The most notable improvements have been on solidifying and documenting the RISC-V port. For example, now 99% of the chipStar’s internal tests pass when ran through PoCL on a Milk-V Jupiter board with RVV vector emission confirmed.

Release highlights¶

Support for LLVM 21 for the CPU devices and LevelZero devices.
Support for cl_khr_icd v2.0.0, cl_khr_spirv_queries and SPV_KHR_expect_assume.
Various stability and ease-of-setup improvements on the Windows port, for example no longer requiring MS Visual Studio Build Tools for linking CPU device kernels.

Notable user facing changes¶

Improved overhead of clEnqueueNDRange() calls in cases where there are several hundreds of SVM/USM allocations. For example, on OpenVINO running resnet50 inference, the call time reduced to few microseconds from previous ~20us.
Improved error message when a recursive function is encountered: Print the infringing function in addition to the function where the recursion was encountered and demangle C++ function names.
Windows builds no longer require MS Visual Studio Build Tools for linking CPU device kernels. This only works with 1) static LLVM built with lld-link, 2) PoCL built with MSVC compiler for x86(-64) target. The only remaining runtime dependency is the MSVC runtime library.

Notable bugfixes¶

Multiple fixes on the fine-grain sub-buffer migration code.

Driver-specific features¶

Implemented version 1.0.0 of the cl_khr_spirv_queries extension for drivers that support SPIR-V.

CPU drivers¶

Report SPIR-V 1.3 and 1.4 support when using LLVM 18.
Support SPV_KHR_expect_assume.

Level Zero driver¶

Various bugfixes.
Enable SPV_INTEL_memory_access_aliasing.

CUDA driver¶

Reimplement support for global offsets and work dim.
Implement {read_|write_|}mem_fence() and get_{global|local}_linear_id().
note that CUDA driver does not support LLVM 21, due to a bug in upstream Clang code. Users must use LLVM 17 to 20 with CUDA.

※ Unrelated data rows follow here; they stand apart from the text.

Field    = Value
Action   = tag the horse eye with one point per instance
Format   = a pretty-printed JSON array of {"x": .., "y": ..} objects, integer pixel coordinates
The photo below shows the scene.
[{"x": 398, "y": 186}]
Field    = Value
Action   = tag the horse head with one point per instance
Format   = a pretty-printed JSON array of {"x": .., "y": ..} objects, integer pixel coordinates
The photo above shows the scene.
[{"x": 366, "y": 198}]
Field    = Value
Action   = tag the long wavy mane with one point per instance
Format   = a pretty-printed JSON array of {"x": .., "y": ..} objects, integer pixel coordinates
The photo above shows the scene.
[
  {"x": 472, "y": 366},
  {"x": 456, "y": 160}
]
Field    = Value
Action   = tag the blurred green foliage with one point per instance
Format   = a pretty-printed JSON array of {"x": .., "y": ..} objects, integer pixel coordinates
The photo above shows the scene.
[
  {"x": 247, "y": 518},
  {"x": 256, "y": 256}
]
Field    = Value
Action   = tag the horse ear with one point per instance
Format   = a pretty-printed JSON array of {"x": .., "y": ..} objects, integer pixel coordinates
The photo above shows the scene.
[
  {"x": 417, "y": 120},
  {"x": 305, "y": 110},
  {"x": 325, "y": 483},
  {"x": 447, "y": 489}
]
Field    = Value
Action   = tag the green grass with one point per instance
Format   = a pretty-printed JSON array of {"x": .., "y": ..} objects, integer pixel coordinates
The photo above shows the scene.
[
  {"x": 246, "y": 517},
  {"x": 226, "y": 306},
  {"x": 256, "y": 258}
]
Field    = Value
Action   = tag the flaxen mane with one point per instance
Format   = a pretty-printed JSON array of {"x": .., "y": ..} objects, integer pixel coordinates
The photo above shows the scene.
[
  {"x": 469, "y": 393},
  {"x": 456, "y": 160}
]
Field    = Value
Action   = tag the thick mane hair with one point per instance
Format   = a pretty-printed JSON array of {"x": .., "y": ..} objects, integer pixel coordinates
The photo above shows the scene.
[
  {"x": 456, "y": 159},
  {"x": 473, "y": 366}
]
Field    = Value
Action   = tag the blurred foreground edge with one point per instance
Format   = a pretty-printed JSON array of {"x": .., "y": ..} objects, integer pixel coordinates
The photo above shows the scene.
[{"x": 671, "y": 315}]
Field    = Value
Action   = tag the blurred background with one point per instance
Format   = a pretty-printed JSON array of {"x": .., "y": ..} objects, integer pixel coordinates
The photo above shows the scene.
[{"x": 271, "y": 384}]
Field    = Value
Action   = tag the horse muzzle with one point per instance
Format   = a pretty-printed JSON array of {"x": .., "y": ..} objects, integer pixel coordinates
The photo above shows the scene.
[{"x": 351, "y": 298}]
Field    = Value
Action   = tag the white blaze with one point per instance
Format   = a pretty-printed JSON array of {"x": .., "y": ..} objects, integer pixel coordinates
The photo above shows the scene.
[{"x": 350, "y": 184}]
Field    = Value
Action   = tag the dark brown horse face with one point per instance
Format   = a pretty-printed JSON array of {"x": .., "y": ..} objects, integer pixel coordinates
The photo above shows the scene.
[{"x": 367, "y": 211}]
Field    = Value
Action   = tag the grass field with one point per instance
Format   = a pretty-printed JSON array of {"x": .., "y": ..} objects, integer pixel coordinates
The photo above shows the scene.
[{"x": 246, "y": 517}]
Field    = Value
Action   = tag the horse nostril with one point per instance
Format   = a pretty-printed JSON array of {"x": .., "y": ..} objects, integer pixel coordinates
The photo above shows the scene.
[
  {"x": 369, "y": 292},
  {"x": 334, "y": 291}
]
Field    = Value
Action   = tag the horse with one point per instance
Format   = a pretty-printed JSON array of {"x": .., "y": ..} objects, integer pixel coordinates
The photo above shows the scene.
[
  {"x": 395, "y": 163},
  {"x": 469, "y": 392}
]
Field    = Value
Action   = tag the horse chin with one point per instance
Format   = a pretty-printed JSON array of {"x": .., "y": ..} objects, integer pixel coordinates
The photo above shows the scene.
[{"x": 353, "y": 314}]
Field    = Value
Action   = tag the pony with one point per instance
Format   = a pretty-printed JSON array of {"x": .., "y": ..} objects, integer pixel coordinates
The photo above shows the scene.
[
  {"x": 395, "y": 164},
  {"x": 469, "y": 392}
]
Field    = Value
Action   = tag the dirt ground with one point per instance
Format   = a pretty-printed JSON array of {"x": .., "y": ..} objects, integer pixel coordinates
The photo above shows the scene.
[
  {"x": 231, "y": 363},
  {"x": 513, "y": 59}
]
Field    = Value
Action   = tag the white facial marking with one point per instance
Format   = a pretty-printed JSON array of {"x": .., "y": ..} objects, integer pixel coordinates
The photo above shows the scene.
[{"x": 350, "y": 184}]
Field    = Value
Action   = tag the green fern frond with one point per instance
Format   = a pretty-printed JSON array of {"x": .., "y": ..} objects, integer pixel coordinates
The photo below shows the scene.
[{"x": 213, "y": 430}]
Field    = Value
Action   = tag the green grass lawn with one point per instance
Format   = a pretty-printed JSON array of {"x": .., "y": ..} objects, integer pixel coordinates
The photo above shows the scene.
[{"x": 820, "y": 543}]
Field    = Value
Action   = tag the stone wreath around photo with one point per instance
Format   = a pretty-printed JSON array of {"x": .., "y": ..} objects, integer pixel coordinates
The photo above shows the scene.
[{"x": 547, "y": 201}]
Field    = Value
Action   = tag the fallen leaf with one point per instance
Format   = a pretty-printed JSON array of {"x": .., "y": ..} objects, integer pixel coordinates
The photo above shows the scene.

Experimental and work-in-progress¶

Expanded existing defined built-in kernels and introduced a minimal set of new ones and implemented them on level0/npu for supporting llama.cpp single batch inferences on Intel NPU device. Tested with ~1B fp16 parameter variants of Gemma 3.1, Qwen 3 and Llama 3.2 models using experimental branch https://github.com/linehill/llama.cpp/tree/opencl-dbk.

Deprecation/feature removal notices¶

Support for LLVM versions older than 17.0 was removed.